In a few minutes, he’ll be participating in a postscreening Q&A for “Concussion.” There’s no point inquiring if he’s nervous—Smith has been famous more than half his life now, and the man lives for these moments.
“We just came back from Amman, Jordan,” he says, “and it is a strange thing to be that far from home and everybody knows who you are. My son was looking around, and he’s, like, ‘Dad, literally everybody knows who you are—that’s scary!’ ”
Smith laughs while recalling the story. Funny, he didn’t feel scared at all. “It makes me feel safe,” he says. “I feel like, anywhere I go, there’s at least one person who likes something I made. I feel like I’ll always get help, you know?” He laughs again. “Somebody may not like ‘Wild Wild West,’ but it’s hard not to like the first ‘Men in Black.’ ”
A Real Cutup
Talking about playing Dr. Bennet Omalu in the true-life drama “Concussion,” Smith mentions the importance of being well-read and well-rounded, citing his hiatus from acting a few years ago in which he absorbed everything from American history to the philosophies of John Locke and René Descartes.

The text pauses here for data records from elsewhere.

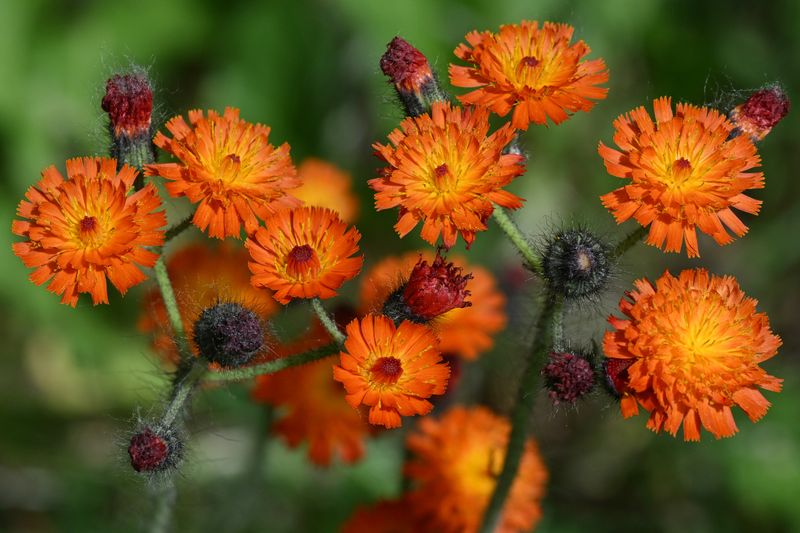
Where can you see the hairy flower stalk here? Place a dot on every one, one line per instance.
(129, 104)
(520, 417)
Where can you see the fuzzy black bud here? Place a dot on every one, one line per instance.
(229, 334)
(568, 376)
(129, 104)
(153, 450)
(576, 263)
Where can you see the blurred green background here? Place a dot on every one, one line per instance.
(70, 379)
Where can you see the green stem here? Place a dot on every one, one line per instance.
(514, 234)
(178, 228)
(628, 242)
(520, 417)
(186, 379)
(171, 305)
(327, 321)
(277, 365)
(165, 503)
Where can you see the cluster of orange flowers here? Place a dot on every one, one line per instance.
(456, 461)
(687, 351)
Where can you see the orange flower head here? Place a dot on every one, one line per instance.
(229, 168)
(686, 173)
(456, 463)
(387, 516)
(442, 170)
(465, 331)
(315, 409)
(325, 185)
(202, 276)
(688, 350)
(86, 229)
(534, 71)
(303, 253)
(393, 370)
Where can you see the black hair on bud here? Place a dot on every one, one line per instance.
(576, 263)
(228, 334)
(568, 376)
(153, 450)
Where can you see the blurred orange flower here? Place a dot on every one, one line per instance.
(688, 350)
(685, 174)
(456, 463)
(86, 229)
(393, 370)
(202, 276)
(316, 410)
(229, 168)
(325, 185)
(535, 71)
(443, 170)
(303, 253)
(466, 331)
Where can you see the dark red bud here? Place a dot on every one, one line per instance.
(761, 112)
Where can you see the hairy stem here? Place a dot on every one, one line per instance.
(165, 503)
(628, 242)
(520, 417)
(178, 228)
(516, 237)
(277, 365)
(327, 321)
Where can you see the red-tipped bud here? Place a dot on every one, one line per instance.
(409, 71)
(153, 451)
(129, 104)
(568, 377)
(431, 290)
(761, 112)
(406, 66)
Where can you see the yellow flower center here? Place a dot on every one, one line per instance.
(479, 468)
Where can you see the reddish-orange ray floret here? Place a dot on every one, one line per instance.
(533, 70)
(685, 174)
(689, 349)
(87, 229)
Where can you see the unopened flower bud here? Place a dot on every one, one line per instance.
(760, 112)
(154, 451)
(576, 263)
(431, 290)
(409, 71)
(229, 334)
(129, 104)
(568, 376)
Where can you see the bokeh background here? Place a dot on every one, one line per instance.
(71, 380)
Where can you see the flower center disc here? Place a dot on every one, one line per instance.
(387, 370)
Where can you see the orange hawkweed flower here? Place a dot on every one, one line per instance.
(465, 331)
(456, 463)
(535, 71)
(87, 229)
(229, 168)
(688, 351)
(303, 253)
(387, 516)
(316, 410)
(685, 174)
(201, 276)
(325, 185)
(391, 369)
(445, 172)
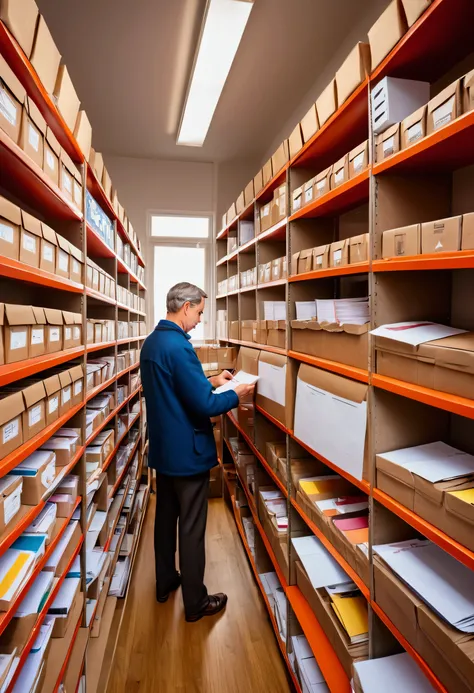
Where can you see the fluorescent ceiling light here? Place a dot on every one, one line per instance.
(224, 25)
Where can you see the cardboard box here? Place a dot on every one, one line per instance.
(327, 104)
(339, 254)
(83, 133)
(359, 248)
(441, 236)
(52, 151)
(10, 224)
(445, 107)
(345, 344)
(340, 172)
(353, 71)
(17, 326)
(404, 241)
(281, 157)
(276, 386)
(387, 143)
(358, 159)
(45, 57)
(13, 96)
(386, 32)
(413, 128)
(66, 98)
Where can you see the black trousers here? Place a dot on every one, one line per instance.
(182, 498)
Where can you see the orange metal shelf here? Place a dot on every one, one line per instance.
(18, 270)
(333, 366)
(356, 268)
(328, 661)
(23, 369)
(437, 685)
(333, 551)
(23, 177)
(361, 484)
(350, 194)
(441, 400)
(451, 546)
(462, 259)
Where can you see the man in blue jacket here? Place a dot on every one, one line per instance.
(180, 402)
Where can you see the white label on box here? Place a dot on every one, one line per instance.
(47, 477)
(11, 430)
(415, 133)
(33, 137)
(34, 415)
(389, 146)
(63, 261)
(29, 243)
(37, 336)
(18, 340)
(443, 114)
(48, 253)
(11, 505)
(50, 160)
(358, 162)
(54, 334)
(6, 233)
(8, 107)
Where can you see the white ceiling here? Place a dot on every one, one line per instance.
(130, 62)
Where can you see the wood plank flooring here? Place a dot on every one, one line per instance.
(235, 652)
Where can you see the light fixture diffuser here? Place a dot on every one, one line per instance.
(223, 28)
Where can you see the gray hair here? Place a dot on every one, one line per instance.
(180, 293)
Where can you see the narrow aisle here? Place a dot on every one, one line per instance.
(232, 653)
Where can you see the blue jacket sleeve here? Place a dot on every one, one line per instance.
(194, 389)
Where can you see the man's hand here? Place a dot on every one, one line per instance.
(221, 379)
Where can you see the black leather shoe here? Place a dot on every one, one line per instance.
(163, 597)
(217, 603)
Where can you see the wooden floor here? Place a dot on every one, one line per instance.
(235, 652)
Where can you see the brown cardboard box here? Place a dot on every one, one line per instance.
(66, 98)
(281, 157)
(340, 172)
(387, 143)
(359, 248)
(345, 344)
(48, 249)
(12, 406)
(83, 133)
(54, 330)
(45, 57)
(339, 254)
(52, 151)
(13, 95)
(358, 159)
(33, 131)
(295, 141)
(267, 172)
(353, 71)
(18, 321)
(30, 240)
(10, 224)
(413, 128)
(310, 124)
(405, 241)
(445, 107)
(326, 104)
(322, 182)
(386, 32)
(467, 242)
(441, 236)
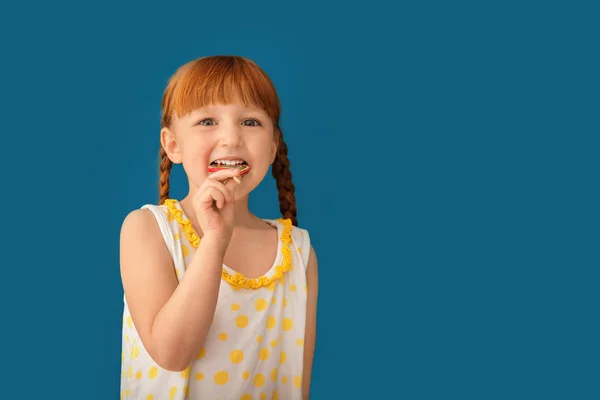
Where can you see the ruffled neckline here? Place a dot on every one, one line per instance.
(283, 260)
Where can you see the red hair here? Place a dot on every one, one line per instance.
(216, 79)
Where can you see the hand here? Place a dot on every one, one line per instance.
(213, 203)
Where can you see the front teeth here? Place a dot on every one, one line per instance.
(228, 162)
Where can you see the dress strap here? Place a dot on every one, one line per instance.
(160, 213)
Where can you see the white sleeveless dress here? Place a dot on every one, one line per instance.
(255, 346)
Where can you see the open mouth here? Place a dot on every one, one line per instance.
(218, 165)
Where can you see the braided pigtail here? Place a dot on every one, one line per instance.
(283, 178)
(164, 173)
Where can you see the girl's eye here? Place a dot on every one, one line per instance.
(204, 120)
(254, 122)
(210, 122)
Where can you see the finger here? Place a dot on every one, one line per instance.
(210, 195)
(224, 174)
(221, 187)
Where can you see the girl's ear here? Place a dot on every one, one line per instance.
(274, 150)
(168, 140)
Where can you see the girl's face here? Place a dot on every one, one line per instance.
(222, 131)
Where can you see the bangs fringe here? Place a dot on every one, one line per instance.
(218, 79)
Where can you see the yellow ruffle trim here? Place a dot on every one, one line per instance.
(238, 280)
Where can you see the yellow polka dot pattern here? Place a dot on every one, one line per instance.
(254, 347)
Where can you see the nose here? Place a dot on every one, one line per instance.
(230, 136)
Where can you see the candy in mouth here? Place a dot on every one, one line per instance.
(220, 164)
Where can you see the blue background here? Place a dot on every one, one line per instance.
(445, 157)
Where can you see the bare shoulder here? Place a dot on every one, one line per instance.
(147, 270)
(312, 268)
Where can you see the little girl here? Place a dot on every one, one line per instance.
(218, 304)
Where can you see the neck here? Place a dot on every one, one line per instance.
(243, 217)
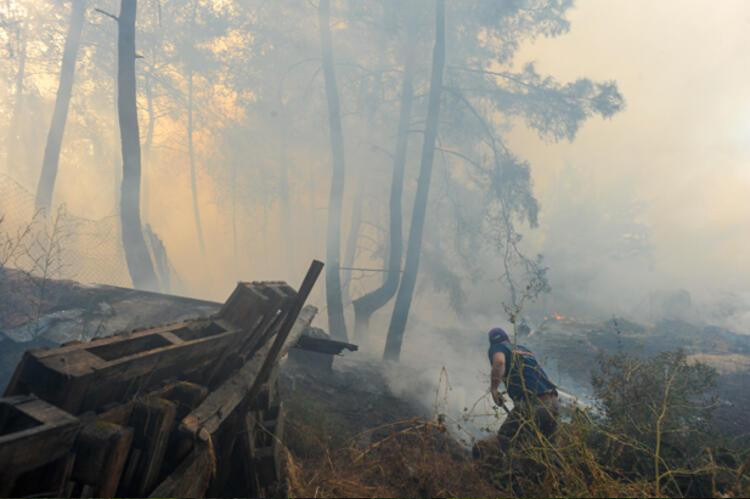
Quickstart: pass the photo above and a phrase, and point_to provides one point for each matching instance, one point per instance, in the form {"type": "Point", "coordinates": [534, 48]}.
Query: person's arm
{"type": "Point", "coordinates": [498, 371]}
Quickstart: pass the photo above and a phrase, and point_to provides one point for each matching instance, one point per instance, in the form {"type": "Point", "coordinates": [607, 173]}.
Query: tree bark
{"type": "Point", "coordinates": [136, 253]}
{"type": "Point", "coordinates": [286, 231]}
{"type": "Point", "coordinates": [50, 164]}
{"type": "Point", "coordinates": [191, 151]}
{"type": "Point", "coordinates": [336, 322]}
{"type": "Point", "coordinates": [411, 268]}
{"type": "Point", "coordinates": [353, 236]}
{"type": "Point", "coordinates": [13, 132]}
{"type": "Point", "coordinates": [370, 303]}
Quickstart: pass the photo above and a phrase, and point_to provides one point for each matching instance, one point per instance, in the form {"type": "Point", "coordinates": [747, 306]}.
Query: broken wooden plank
{"type": "Point", "coordinates": [50, 480]}
{"type": "Point", "coordinates": [33, 433]}
{"type": "Point", "coordinates": [185, 395]}
{"type": "Point", "coordinates": [207, 418]}
{"type": "Point", "coordinates": [85, 376]}
{"type": "Point", "coordinates": [268, 392]}
{"type": "Point", "coordinates": [270, 437]}
{"type": "Point", "coordinates": [101, 450]}
{"type": "Point", "coordinates": [249, 300]}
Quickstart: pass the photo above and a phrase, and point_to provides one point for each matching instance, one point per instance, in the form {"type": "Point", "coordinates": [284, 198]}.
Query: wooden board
{"type": "Point", "coordinates": [220, 404]}
{"type": "Point", "coordinates": [151, 420]}
{"type": "Point", "coordinates": [32, 434]}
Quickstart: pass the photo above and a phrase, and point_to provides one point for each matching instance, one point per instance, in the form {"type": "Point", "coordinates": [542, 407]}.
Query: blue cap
{"type": "Point", "coordinates": [498, 335]}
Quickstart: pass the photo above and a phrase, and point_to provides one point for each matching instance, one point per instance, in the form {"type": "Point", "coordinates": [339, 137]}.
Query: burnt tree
{"type": "Point", "coordinates": [136, 253]}
{"type": "Point", "coordinates": [336, 322]}
{"type": "Point", "coordinates": [411, 268]}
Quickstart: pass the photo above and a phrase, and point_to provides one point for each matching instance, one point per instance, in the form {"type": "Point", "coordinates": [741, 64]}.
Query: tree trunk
{"type": "Point", "coordinates": [336, 323]}
{"type": "Point", "coordinates": [368, 304]}
{"type": "Point", "coordinates": [409, 279]}
{"type": "Point", "coordinates": [13, 129]}
{"type": "Point", "coordinates": [286, 231]}
{"type": "Point", "coordinates": [51, 161]}
{"type": "Point", "coordinates": [353, 236]}
{"type": "Point", "coordinates": [191, 151]}
{"type": "Point", "coordinates": [147, 146]}
{"type": "Point", "coordinates": [136, 253]}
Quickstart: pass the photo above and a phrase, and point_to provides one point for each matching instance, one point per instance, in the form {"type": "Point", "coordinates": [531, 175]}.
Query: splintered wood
{"type": "Point", "coordinates": [182, 410]}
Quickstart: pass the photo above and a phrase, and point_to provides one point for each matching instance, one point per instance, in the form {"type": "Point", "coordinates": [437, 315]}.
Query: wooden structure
{"type": "Point", "coordinates": [182, 410]}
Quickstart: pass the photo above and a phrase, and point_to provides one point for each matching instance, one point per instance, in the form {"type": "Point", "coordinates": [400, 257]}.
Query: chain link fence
{"type": "Point", "coordinates": [62, 245]}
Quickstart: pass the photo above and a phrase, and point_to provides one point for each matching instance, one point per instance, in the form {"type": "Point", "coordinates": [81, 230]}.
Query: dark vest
{"type": "Point", "coordinates": [523, 375]}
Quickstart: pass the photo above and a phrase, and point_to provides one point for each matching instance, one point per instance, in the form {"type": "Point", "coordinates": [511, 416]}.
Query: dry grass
{"type": "Point", "coordinates": [418, 458]}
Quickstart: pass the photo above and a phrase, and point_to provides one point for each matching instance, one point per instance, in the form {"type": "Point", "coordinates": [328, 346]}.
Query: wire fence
{"type": "Point", "coordinates": [89, 251]}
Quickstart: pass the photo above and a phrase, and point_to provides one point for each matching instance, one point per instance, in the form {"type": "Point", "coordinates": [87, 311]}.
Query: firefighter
{"type": "Point", "coordinates": [535, 401]}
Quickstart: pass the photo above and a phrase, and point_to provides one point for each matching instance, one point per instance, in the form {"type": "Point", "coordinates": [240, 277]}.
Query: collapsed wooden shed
{"type": "Point", "coordinates": [182, 410]}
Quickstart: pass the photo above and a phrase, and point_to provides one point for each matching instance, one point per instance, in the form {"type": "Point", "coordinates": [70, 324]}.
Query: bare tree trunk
{"type": "Point", "coordinates": [51, 161]}
{"type": "Point", "coordinates": [13, 129]}
{"type": "Point", "coordinates": [136, 253]}
{"type": "Point", "coordinates": [234, 217]}
{"type": "Point", "coordinates": [409, 279]}
{"type": "Point", "coordinates": [369, 303]}
{"type": "Point", "coordinates": [353, 236]}
{"type": "Point", "coordinates": [147, 146]}
{"type": "Point", "coordinates": [336, 322]}
{"type": "Point", "coordinates": [286, 230]}
{"type": "Point", "coordinates": [193, 174]}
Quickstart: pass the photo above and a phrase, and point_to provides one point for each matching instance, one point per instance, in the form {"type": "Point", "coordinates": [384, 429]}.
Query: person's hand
{"type": "Point", "coordinates": [498, 398]}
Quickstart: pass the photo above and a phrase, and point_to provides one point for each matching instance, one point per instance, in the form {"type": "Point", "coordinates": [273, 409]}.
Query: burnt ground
{"type": "Point", "coordinates": [38, 313]}
{"type": "Point", "coordinates": [349, 405]}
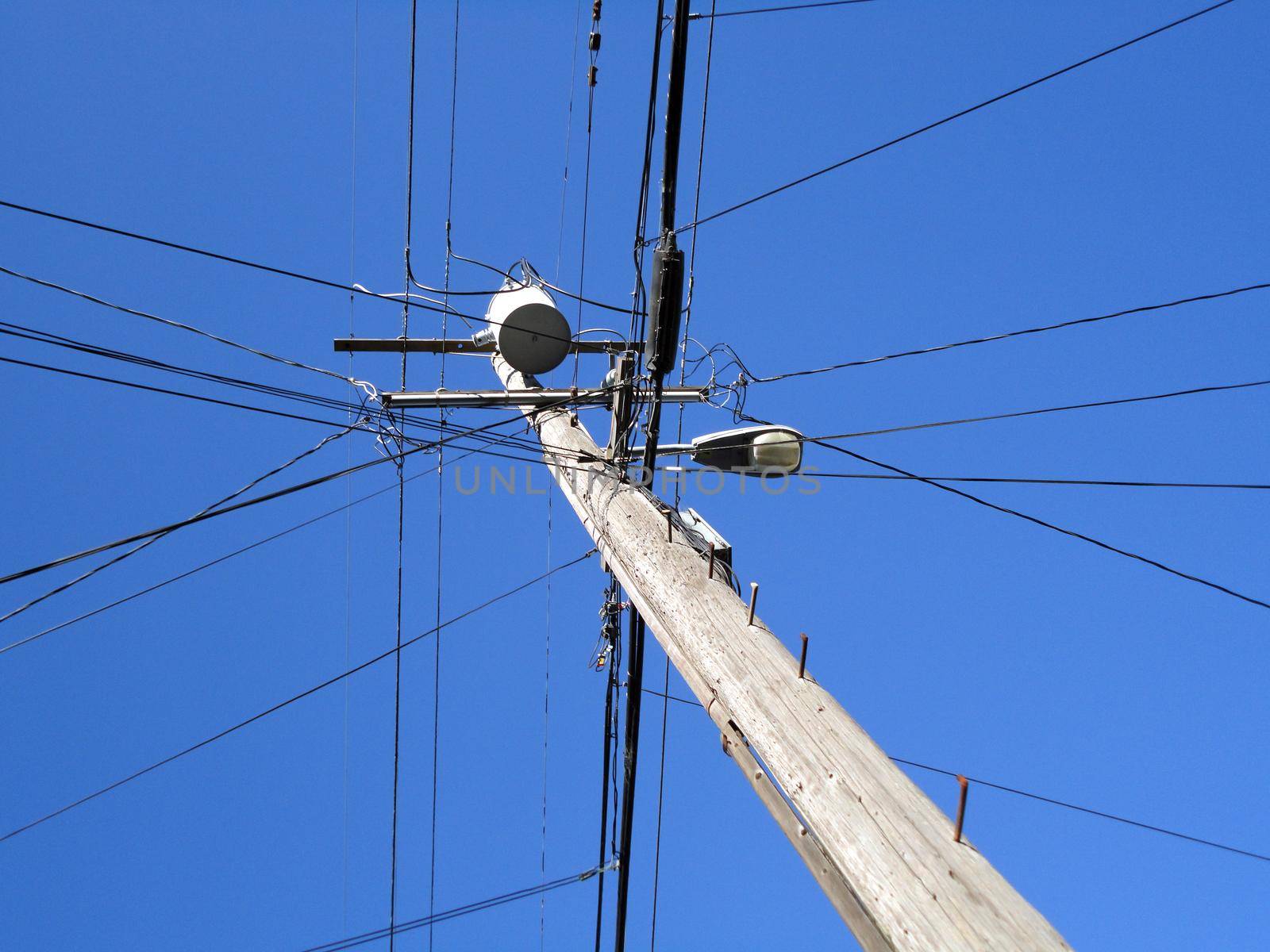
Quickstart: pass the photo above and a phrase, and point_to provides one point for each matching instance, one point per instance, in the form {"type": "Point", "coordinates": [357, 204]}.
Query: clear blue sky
{"type": "Point", "coordinates": [958, 636]}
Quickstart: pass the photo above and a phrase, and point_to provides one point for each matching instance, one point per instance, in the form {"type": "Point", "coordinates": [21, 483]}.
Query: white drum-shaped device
{"type": "Point", "coordinates": [529, 329]}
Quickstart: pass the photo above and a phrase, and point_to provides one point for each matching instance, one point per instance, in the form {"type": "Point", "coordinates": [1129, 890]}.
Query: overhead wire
{"type": "Point", "coordinates": [1035, 520]}
{"type": "Point", "coordinates": [376, 935]}
{"type": "Point", "coordinates": [1006, 336]}
{"type": "Point", "coordinates": [281, 704]}
{"type": "Point", "coordinates": [216, 562]}
{"type": "Point", "coordinates": [1118, 401]}
{"type": "Point", "coordinates": [290, 273]}
{"type": "Point", "coordinates": [791, 8]}
{"type": "Point", "coordinates": [679, 438]}
{"type": "Point", "coordinates": [152, 539]}
{"type": "Point", "coordinates": [546, 678]}
{"type": "Point", "coordinates": [181, 325]}
{"type": "Point", "coordinates": [237, 507]}
{"type": "Point", "coordinates": [946, 120]}
{"type": "Point", "coordinates": [348, 480]}
{"type": "Point", "coordinates": [1128, 484]}
{"type": "Point", "coordinates": [436, 670]}
{"type": "Point", "coordinates": [1052, 801]}
{"type": "Point", "coordinates": [254, 386]}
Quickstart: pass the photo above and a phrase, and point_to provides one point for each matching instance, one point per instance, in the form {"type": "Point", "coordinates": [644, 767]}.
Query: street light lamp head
{"type": "Point", "coordinates": [753, 451]}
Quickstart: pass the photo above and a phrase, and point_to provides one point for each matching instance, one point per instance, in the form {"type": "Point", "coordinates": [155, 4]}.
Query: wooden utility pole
{"type": "Point", "coordinates": [880, 850]}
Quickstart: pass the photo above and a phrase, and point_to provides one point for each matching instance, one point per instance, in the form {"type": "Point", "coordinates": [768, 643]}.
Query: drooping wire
{"type": "Point", "coordinates": [152, 539]}
{"type": "Point", "coordinates": [594, 56]}
{"type": "Point", "coordinates": [813, 474]}
{"type": "Point", "coordinates": [289, 362]}
{"type": "Point", "coordinates": [375, 935]}
{"type": "Point", "coordinates": [1009, 334]}
{"type": "Point", "coordinates": [281, 704]}
{"type": "Point", "coordinates": [441, 488]}
{"type": "Point", "coordinates": [1035, 520]}
{"type": "Point", "coordinates": [216, 562]}
{"type": "Point", "coordinates": [1041, 799]}
{"type": "Point", "coordinates": [679, 438]}
{"type": "Point", "coordinates": [348, 480]}
{"type": "Point", "coordinates": [714, 16]}
{"type": "Point", "coordinates": [958, 114]}
{"type": "Point", "coordinates": [400, 470]}
{"type": "Point", "coordinates": [253, 501]}
{"type": "Point", "coordinates": [1117, 401]}
{"type": "Point", "coordinates": [253, 386]}
{"type": "Point", "coordinates": [298, 276]}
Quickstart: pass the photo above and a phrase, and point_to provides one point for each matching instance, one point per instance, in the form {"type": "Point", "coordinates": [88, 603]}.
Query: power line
{"type": "Point", "coordinates": [1128, 484]}
{"type": "Point", "coordinates": [281, 704]}
{"type": "Point", "coordinates": [1051, 526]}
{"type": "Point", "coordinates": [1091, 812]}
{"type": "Point", "coordinates": [215, 255]}
{"type": "Point", "coordinates": [150, 541]}
{"type": "Point", "coordinates": [219, 560]}
{"type": "Point", "coordinates": [714, 16]}
{"type": "Point", "coordinates": [256, 386]}
{"type": "Point", "coordinates": [164, 390]}
{"type": "Point", "coordinates": [287, 272]}
{"type": "Point", "coordinates": [244, 505]}
{"type": "Point", "coordinates": [179, 325]}
{"type": "Point", "coordinates": [375, 935]}
{"type": "Point", "coordinates": [679, 438]}
{"type": "Point", "coordinates": [950, 118]}
{"type": "Point", "coordinates": [1010, 334]}
{"type": "Point", "coordinates": [1052, 801]}
{"type": "Point", "coordinates": [1118, 401]}
{"type": "Point", "coordinates": [441, 488]}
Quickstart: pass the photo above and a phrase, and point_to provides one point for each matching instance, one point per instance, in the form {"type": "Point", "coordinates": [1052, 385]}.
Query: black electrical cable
{"type": "Point", "coordinates": [400, 469]}
{"type": "Point", "coordinates": [1052, 801]}
{"type": "Point", "coordinates": [441, 486]}
{"type": "Point", "coordinates": [714, 16]}
{"type": "Point", "coordinates": [169, 393]}
{"type": "Point", "coordinates": [254, 386]}
{"type": "Point", "coordinates": [281, 704]}
{"type": "Point", "coordinates": [375, 935]}
{"type": "Point", "coordinates": [213, 562]}
{"type": "Point", "coordinates": [1128, 484]}
{"type": "Point", "coordinates": [1049, 526]}
{"type": "Point", "coordinates": [950, 118]}
{"type": "Point", "coordinates": [229, 259]}
{"type": "Point", "coordinates": [244, 505]}
{"type": "Point", "coordinates": [150, 541]}
{"type": "Point", "coordinates": [1010, 334]}
{"type": "Point", "coordinates": [352, 289]}
{"type": "Point", "coordinates": [679, 438]}
{"type": "Point", "coordinates": [171, 323]}
{"type": "Point", "coordinates": [1118, 401]}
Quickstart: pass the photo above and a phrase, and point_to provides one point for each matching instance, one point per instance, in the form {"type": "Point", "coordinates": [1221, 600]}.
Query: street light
{"type": "Point", "coordinates": [752, 451]}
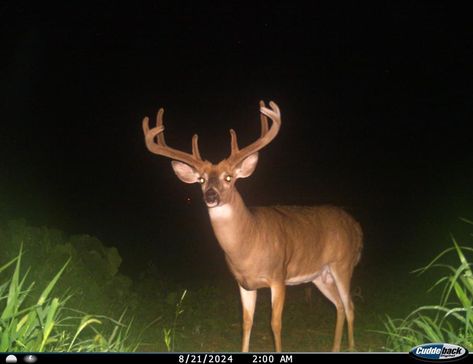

“Your characters can never be deeper than you,” he says. “They can’t be wiser than you.”
But for “Concussion,” that ongoing education extended to watching Omalu do his work as a forensic pathologist, which meant observing how autopsies are conducted.
“I went and saw five autopsies,” Smith recalls. “I watched Bennet perform the first autopsy that I ever saw. It was actually a deeply spiritual thing to watch the complete dismantling of a human body. They take it completely apart.”
Admitting that the “first 90 seconds were really rough,” Smith says that soon what happened for him was that the cadaver “stops being a human body. Those first couple of cuts are excruciating to watch, but what was really powerful is the realization that the thing that makes a person a person is not in the room when a body is dead. I don’t know what that is and I’m not saying what it is, but the thing that we are—whatever is communicating and interacting right now [between us]—when a human body is dead, everything is still there, except the ‘battery,’ the thing that makes a person a person.”
He still sounds rather awed by the experience. “Watching an autopsy completely separated people from their body for me. People are not their body. It really is the vehicle for the thing, you know? It was powerful.”